Is that what you did?

I created a npy file for each protein/channel, which makes it easy to include or exclude certain proteins/channels. This is exactly how the example script works.

I don't think how I did is the best way because I was using server-level machines, and saving RAM wasn't my priority. My intention was more like "how to save my energy by taking advantage of the computation resource." 😅
So, if you have a better idea please feel free to make a PR and make the repo easier to use for more people.

Oh, I see. yeah, that's an easy solution. You are welcome to make a PR for that.

Ok great, I might do.

The way I present in the example script is actually pretty much what I did. It does require a large memory size mostly for preprocessing including variance calculation. If you compute the variance in advance, save the preprocessed data in the disk, and disable all the preprocessing in the datamanager, you could probably train a model with much less RAM, well below 64GB I guess.

Good to know - that's helpful advice

So, if you have a better idea please feel free to make a PR and make the repo easier to use for more people.

Ok great - I'm currently converting the images to zarr and then will write my own dataloader. If it looks like it will make performance faster and the data easier to work with I'll submit a PR once it is working.

Thanks for your input!!

Hi @li-li-github - I have made some progress trying to reproduce your results with the full dataset. I did end up converting the images to zarr and am using my own dataloader.

My question now is about the additional localization labels. When I read in the .csv file I can get the localizations according to the three grades loc_grade1, loc_grade2, and loc_grade3 - which match the categories here on the opencell data page

Each category is divided into three 'grades': grade 3 indicates a very prominent localization, grade 2 indicates unambiguous but less prominent localization, and grade 1 indicates weak or barely detectable localization

With some proteins having multiple annotations separated by ;

I'd like to remake the umap in the cytoself paper figure 2

to confirm that all my code is working right, but I am wondering how did you do the mapping from the localization information above to the 9 categories.

Specifically:

• Did you only use the categories in loc_grade1 or did you use anything from the other grades?
• For proteins with no loc_grade1 did you put them in other or just ignore them?
• For proteins with multiple annotations, did you put them in other or do something else?
• I get the following 17 unique; separated labels from loc_grade1. How did you combine them to get the 9 labels you used above? (some are obvious, some I'm not sure about).

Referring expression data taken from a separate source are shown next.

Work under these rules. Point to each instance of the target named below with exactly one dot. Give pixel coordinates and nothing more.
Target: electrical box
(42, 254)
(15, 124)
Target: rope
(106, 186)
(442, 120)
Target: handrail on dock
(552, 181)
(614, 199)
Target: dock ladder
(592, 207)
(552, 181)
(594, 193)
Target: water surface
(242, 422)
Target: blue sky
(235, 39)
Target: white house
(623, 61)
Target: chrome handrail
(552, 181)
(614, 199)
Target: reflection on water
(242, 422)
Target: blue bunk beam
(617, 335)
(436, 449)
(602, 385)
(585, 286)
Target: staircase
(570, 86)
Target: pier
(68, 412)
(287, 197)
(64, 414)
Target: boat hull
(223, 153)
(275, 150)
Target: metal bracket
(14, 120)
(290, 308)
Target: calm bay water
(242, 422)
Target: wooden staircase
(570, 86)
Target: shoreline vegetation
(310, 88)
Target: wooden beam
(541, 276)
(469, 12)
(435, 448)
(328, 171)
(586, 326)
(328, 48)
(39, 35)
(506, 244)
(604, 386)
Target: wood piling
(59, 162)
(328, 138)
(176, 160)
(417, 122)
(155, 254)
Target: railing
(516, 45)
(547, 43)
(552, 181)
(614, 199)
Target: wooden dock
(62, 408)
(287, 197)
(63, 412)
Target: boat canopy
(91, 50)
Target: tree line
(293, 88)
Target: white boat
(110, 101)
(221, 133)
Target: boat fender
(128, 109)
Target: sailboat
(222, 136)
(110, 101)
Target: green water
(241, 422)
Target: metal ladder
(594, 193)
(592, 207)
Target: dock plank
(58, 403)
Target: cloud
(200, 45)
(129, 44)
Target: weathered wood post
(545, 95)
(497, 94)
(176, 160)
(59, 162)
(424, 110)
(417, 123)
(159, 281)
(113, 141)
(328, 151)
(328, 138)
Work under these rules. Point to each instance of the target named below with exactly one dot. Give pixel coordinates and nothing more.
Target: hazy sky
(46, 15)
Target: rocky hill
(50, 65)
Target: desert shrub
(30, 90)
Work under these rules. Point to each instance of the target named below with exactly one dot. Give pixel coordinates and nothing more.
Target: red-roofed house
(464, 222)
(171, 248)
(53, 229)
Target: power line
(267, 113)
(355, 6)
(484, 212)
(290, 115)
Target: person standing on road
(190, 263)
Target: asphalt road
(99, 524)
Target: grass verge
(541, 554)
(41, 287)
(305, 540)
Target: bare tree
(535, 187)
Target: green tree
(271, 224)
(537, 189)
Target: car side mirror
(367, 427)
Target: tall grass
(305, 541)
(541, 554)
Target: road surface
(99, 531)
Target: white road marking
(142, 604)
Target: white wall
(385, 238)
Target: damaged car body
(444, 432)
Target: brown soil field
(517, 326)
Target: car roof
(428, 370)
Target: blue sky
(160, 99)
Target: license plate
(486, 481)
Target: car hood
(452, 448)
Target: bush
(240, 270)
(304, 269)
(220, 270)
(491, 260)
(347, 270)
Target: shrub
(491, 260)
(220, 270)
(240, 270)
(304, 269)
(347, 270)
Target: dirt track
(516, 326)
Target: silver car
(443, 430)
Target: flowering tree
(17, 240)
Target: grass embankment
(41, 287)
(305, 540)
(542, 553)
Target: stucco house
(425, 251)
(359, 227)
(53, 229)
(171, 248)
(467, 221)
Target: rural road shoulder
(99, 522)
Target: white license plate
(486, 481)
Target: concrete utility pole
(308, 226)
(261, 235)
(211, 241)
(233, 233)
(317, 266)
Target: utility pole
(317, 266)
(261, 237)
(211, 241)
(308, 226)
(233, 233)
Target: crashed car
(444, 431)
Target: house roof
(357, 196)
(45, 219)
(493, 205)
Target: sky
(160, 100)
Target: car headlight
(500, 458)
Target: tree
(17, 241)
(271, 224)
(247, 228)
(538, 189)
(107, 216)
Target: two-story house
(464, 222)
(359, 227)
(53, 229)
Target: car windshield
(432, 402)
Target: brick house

['cytoplasmic', 'nucleoplasm', 'nuclear_punctae', 'mitochondria',
       'vesicles', 'er', 'membrane', 'centrosome', 'golgi',
       'nuclear_membrane', 'big_aggregates', 'cell_contact',
       'cytoskeleton', 'nucleolus_gc', 'focal_adhesions', 'chromatin',
       'nucleolus_fc_dfc']

Thanks again for you time answering these questions - I'm having a lot of fun trying to reproduce your work. All the amazing code you've provided in this repo already is making it so much easier!!